Just approaching the armory prior to the 6:30PM start was an indication that the event was going to be a zoo. With two lines snaking around the block in each direction from the Lexington Ave. entrance, it was apparent that sold out meant that there would be many, many people at the event. The premise was quite intriguing: the very best ethnic restaurants from around NYC as selected by Robert Sietsema and Sarah DiGregorio would all be in one place serving samples of their cooking along with various craft brews, beverages and alcohols to accompany the food. All told there were 56 restaurants representing 37 different cuisines. It sounded good to me, presenting the opportunity to sample a number of restaurants that I had heard good things about, but would be unlikely to get to on my own.
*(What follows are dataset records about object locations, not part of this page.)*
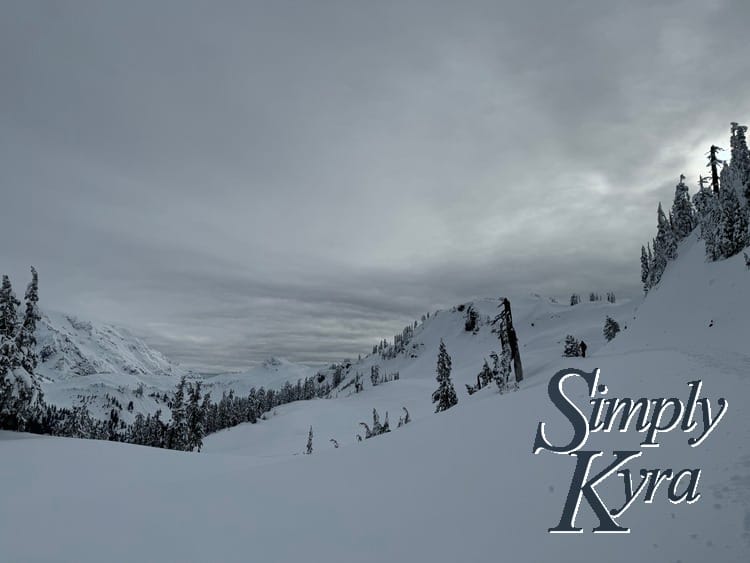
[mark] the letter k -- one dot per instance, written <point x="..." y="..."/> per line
<point x="579" y="486"/>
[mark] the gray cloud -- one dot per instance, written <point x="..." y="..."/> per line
<point x="240" y="179"/>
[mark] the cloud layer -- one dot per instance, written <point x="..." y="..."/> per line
<point x="242" y="179"/>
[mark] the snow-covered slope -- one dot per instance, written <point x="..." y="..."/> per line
<point x="271" y="374"/>
<point x="71" y="347"/>
<point x="462" y="485"/>
<point x="541" y="325"/>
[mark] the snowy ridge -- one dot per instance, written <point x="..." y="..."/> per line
<point x="462" y="485"/>
<point x="71" y="347"/>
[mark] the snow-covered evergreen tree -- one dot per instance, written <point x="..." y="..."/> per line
<point x="708" y="213"/>
<point x="8" y="309"/>
<point x="740" y="160"/>
<point x="195" y="418"/>
<point x="665" y="248"/>
<point x="733" y="231"/>
<point x="611" y="328"/>
<point x="486" y="375"/>
<point x="445" y="394"/>
<point x="572" y="347"/>
<point x="20" y="390"/>
<point x="26" y="339"/>
<point x="683" y="217"/>
<point x="645" y="270"/>
<point x="177" y="434"/>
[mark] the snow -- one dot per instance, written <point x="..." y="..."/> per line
<point x="462" y="485"/>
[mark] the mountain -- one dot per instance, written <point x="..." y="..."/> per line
<point x="461" y="485"/>
<point x="71" y="347"/>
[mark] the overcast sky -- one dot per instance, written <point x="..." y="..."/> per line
<point x="235" y="180"/>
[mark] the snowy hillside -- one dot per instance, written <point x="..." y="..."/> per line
<point x="70" y="347"/>
<point x="271" y="374"/>
<point x="541" y="325"/>
<point x="462" y="485"/>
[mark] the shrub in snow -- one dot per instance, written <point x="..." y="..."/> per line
<point x="572" y="347"/>
<point x="445" y="394"/>
<point x="611" y="328"/>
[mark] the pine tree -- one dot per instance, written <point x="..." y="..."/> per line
<point x="611" y="328"/>
<point x="486" y="375"/>
<point x="645" y="270"/>
<point x="572" y="347"/>
<point x="377" y="428"/>
<point x="683" y="218"/>
<point x="665" y="248"/>
<point x="8" y="310"/>
<point x="740" y="161"/>
<point x="308" y="449"/>
<point x="177" y="434"/>
<point x="196" y="418"/>
<point x="502" y="371"/>
<point x="445" y="394"/>
<point x="26" y="339"/>
<point x="20" y="390"/>
<point x="733" y="230"/>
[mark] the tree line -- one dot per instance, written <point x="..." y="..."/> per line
<point x="720" y="210"/>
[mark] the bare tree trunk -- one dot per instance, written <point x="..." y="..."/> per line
<point x="513" y="341"/>
<point x="714" y="173"/>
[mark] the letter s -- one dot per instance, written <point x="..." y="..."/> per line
<point x="569" y="410"/>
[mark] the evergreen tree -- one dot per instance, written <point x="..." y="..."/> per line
<point x="740" y="160"/>
<point x="308" y="449"/>
<point x="665" y="248"/>
<point x="8" y="310"/>
<point x="572" y="347"/>
<point x="683" y="218"/>
<point x="611" y="328"/>
<point x="196" y="418"/>
<point x="26" y="339"/>
<point x="445" y="394"/>
<point x="472" y="317"/>
<point x="20" y="390"/>
<point x="486" y="375"/>
<point x="177" y="434"/>
<point x="377" y="428"/>
<point x="733" y="230"/>
<point x="645" y="270"/>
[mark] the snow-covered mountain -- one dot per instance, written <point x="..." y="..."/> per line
<point x="71" y="347"/>
<point x="462" y="485"/>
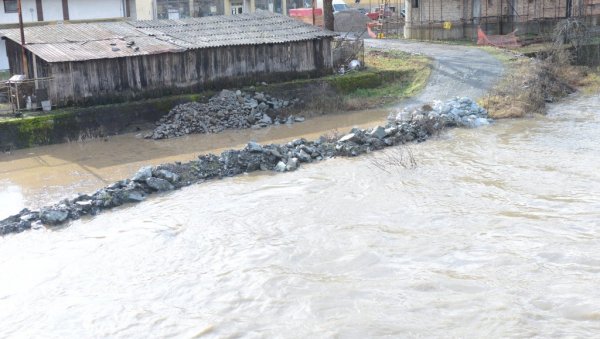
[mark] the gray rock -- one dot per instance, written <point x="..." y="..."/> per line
<point x="142" y="174"/>
<point x="54" y="216"/>
<point x="292" y="164"/>
<point x="135" y="196"/>
<point x="304" y="157"/>
<point x="167" y="175"/>
<point x="266" y="119"/>
<point x="84" y="203"/>
<point x="254" y="147"/>
<point x="158" y="184"/>
<point x="378" y="132"/>
<point x="348" y="137"/>
<point x="280" y="167"/>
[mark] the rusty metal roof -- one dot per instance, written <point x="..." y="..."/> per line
<point x="89" y="41"/>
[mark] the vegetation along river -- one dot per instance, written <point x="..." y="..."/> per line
<point x="494" y="233"/>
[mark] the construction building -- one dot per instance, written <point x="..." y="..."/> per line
<point x="459" y="19"/>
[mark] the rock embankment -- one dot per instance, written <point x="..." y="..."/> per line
<point x="226" y="110"/>
<point x="415" y="126"/>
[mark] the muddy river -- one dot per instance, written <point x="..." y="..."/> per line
<point x="494" y="234"/>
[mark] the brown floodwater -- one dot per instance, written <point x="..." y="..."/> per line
<point x="494" y="234"/>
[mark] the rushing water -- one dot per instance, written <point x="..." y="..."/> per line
<point x="495" y="233"/>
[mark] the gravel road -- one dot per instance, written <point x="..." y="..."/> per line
<point x="457" y="70"/>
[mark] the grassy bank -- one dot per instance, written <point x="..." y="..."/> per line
<point x="389" y="77"/>
<point x="531" y="83"/>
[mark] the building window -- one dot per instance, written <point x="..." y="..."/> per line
<point x="10" y="6"/>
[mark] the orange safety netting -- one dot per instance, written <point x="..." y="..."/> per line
<point x="506" y="41"/>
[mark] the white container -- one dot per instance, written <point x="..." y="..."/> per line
<point x="46" y="105"/>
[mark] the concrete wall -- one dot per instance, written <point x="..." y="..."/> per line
<point x="29" y="13"/>
<point x="95" y="9"/>
<point x="53" y="11"/>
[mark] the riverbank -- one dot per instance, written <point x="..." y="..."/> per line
<point x="533" y="82"/>
<point x="405" y="127"/>
<point x="387" y="78"/>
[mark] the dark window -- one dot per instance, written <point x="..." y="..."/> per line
<point x="10" y="6"/>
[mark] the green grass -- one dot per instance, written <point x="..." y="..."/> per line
<point x="398" y="76"/>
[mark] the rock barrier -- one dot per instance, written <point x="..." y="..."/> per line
<point x="226" y="110"/>
<point x="415" y="126"/>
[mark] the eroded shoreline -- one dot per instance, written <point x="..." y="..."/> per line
<point x="418" y="126"/>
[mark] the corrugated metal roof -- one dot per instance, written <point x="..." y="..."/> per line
<point x="78" y="42"/>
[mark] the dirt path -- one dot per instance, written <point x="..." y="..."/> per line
<point x="457" y="70"/>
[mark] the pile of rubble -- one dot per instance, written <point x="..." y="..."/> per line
<point x="226" y="110"/>
<point x="457" y="112"/>
<point x="423" y="123"/>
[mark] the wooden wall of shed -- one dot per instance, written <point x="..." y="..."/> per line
<point x="120" y="79"/>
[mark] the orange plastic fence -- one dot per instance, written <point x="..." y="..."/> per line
<point x="509" y="40"/>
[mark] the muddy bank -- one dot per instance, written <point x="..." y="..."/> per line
<point x="407" y="126"/>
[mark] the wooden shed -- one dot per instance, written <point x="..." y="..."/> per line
<point x="93" y="63"/>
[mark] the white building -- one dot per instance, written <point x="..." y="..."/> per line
<point x="60" y="10"/>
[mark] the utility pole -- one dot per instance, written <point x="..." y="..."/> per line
<point x="314" y="7"/>
<point x="25" y="66"/>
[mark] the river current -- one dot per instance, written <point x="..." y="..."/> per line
<point x="495" y="233"/>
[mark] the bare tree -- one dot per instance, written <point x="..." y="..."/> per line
<point x="328" y="14"/>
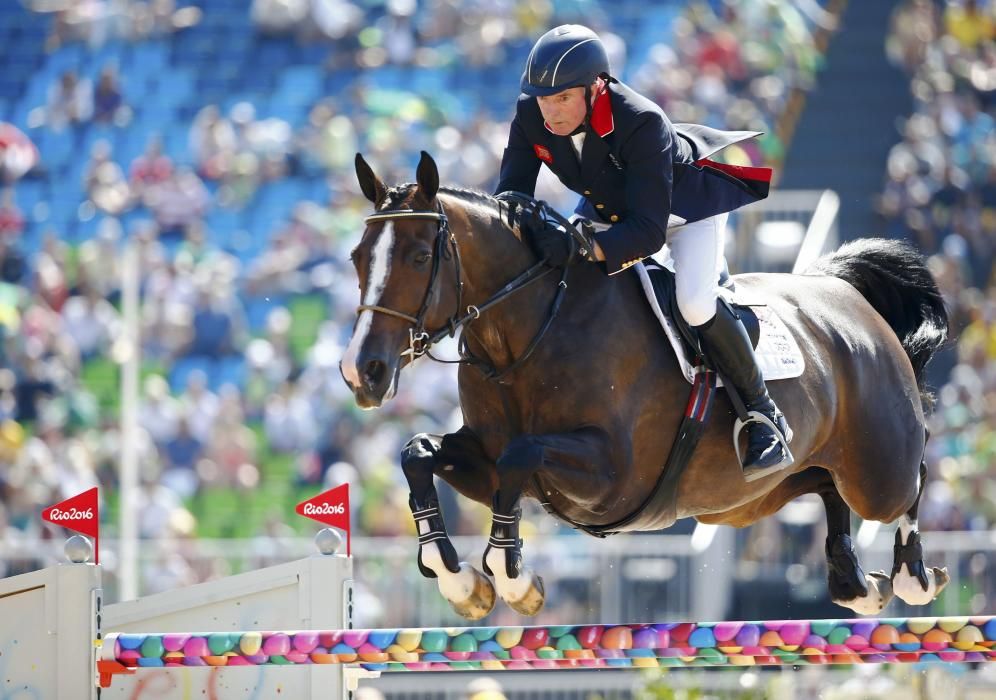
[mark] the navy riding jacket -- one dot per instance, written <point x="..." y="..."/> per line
<point x="636" y="170"/>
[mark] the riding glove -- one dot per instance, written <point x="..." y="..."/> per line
<point x="553" y="245"/>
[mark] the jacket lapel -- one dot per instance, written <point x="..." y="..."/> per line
<point x="595" y="149"/>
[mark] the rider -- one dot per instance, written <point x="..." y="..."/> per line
<point x="643" y="183"/>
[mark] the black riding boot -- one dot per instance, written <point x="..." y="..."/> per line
<point x="728" y="346"/>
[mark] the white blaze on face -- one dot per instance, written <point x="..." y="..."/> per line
<point x="380" y="269"/>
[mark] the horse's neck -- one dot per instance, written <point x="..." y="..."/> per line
<point x="492" y="256"/>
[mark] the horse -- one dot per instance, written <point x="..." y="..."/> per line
<point x="582" y="417"/>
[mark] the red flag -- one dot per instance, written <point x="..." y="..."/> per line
<point x="331" y="508"/>
<point x="80" y="513"/>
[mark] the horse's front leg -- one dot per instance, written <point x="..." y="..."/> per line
<point x="457" y="455"/>
<point x="580" y="457"/>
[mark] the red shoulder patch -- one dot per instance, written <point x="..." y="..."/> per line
<point x="543" y="153"/>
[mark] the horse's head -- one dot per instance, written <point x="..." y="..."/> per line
<point x="404" y="277"/>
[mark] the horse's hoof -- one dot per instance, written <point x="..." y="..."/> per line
<point x="942" y="578"/>
<point x="879" y="594"/>
<point x="910" y="590"/>
<point x="533" y="599"/>
<point x="470" y="592"/>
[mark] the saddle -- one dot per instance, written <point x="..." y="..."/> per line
<point x="665" y="291"/>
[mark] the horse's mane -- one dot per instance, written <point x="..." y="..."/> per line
<point x="398" y="195"/>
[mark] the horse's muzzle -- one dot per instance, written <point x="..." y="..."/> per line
<point x="372" y="382"/>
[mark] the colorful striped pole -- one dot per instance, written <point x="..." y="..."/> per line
<point x="788" y="642"/>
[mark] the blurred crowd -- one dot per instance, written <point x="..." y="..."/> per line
<point x="244" y="313"/>
<point x="940" y="192"/>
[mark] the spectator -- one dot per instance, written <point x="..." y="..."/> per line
<point x="159" y="413"/>
<point x="11" y="218"/>
<point x="278" y="17"/>
<point x="70" y="102"/>
<point x="178" y="202"/>
<point x="12" y="270"/>
<point x="91" y="322"/>
<point x="182" y="453"/>
<point x="200" y="406"/>
<point x="970" y="26"/>
<point x="105" y="182"/>
<point x="216" y="326"/>
<point x="108" y="104"/>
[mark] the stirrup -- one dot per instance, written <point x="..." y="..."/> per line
<point x="783" y="439"/>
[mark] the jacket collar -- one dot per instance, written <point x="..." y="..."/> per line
<point x="601" y="114"/>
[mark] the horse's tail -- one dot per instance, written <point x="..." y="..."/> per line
<point x="895" y="280"/>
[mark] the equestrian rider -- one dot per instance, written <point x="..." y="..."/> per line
<point x="643" y="183"/>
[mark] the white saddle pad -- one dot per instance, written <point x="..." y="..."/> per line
<point x="777" y="352"/>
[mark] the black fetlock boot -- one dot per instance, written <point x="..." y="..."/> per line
<point x="728" y="346"/>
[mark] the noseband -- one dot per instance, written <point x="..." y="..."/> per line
<point x="420" y="340"/>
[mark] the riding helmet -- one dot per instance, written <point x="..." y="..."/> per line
<point x="567" y="56"/>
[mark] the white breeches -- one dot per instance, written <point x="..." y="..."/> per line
<point x="696" y="253"/>
<point x="697" y="250"/>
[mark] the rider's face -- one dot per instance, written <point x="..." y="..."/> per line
<point x="564" y="111"/>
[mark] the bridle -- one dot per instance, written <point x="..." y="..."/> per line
<point x="421" y="340"/>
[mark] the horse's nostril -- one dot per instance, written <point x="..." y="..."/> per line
<point x="373" y="373"/>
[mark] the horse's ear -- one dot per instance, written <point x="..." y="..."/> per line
<point x="373" y="188"/>
<point x="427" y="177"/>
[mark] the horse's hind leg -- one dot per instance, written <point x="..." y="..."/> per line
<point x="580" y="456"/>
<point x="912" y="581"/>
<point x="849" y="586"/>
<point x="456" y="457"/>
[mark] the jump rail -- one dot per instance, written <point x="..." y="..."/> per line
<point x="53" y="641"/>
<point x="790" y="642"/>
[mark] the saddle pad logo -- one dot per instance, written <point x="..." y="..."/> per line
<point x="543" y="153"/>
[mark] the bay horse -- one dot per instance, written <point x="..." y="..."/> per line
<point x="582" y="417"/>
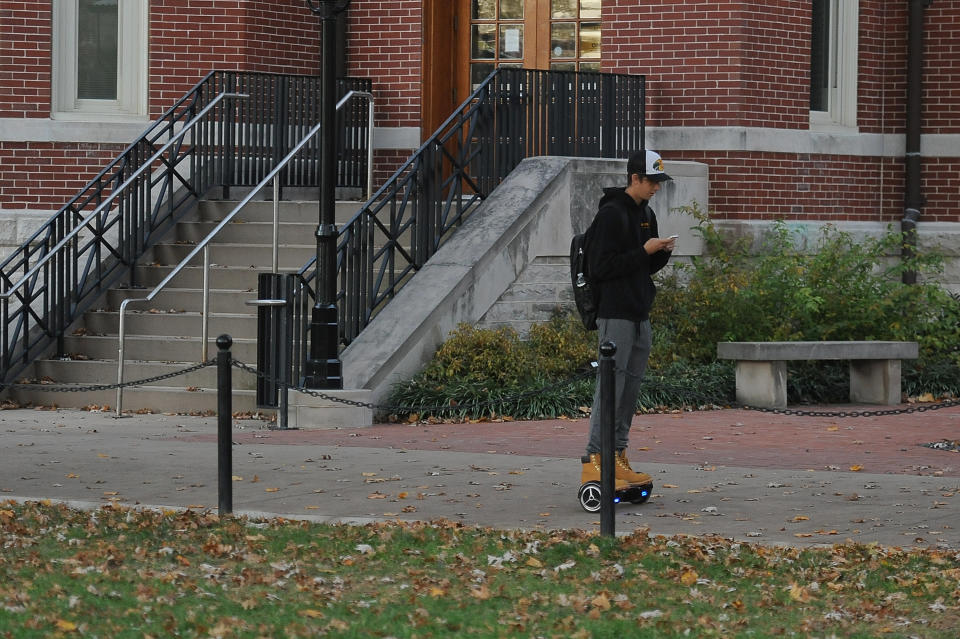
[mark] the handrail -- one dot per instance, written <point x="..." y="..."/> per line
<point x="513" y="114"/>
<point x="117" y="191"/>
<point x="204" y="244"/>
So what was the problem? It wasn't that the food wasn't good. Much of it was, though certainly not all of it. For every item that I tried that was really good, there was at least another that I easily could have done without. The beverages were fine. Each food stand even had a suggested pairing to go with the food, though it was nearly impossible to find the beverage that was supposed to go with the food. The problem was that there was simply too many people and not enough food, at least at the more popular places. It was a zoo with long lines and crowded, cramped aisles. I simply couldn't get to some of the more popular spots before they ran out of food relatively early in the evening. Momofuku Milk Bar had already run completely out of food by the time I entered the event at 7PM despite the fact that they were serving nothing but dessert. I guess the majority of people attending follow the dictum of "eat dessert first!"
A sense of the crowd
Unfortunately I was unable to make it to Fette Sau or Braai in time before they ran out of food. Both enjoyed good reports from others, especially Fette Sau,the Brooklyn bbq specialists that some consider the best bbq in the city.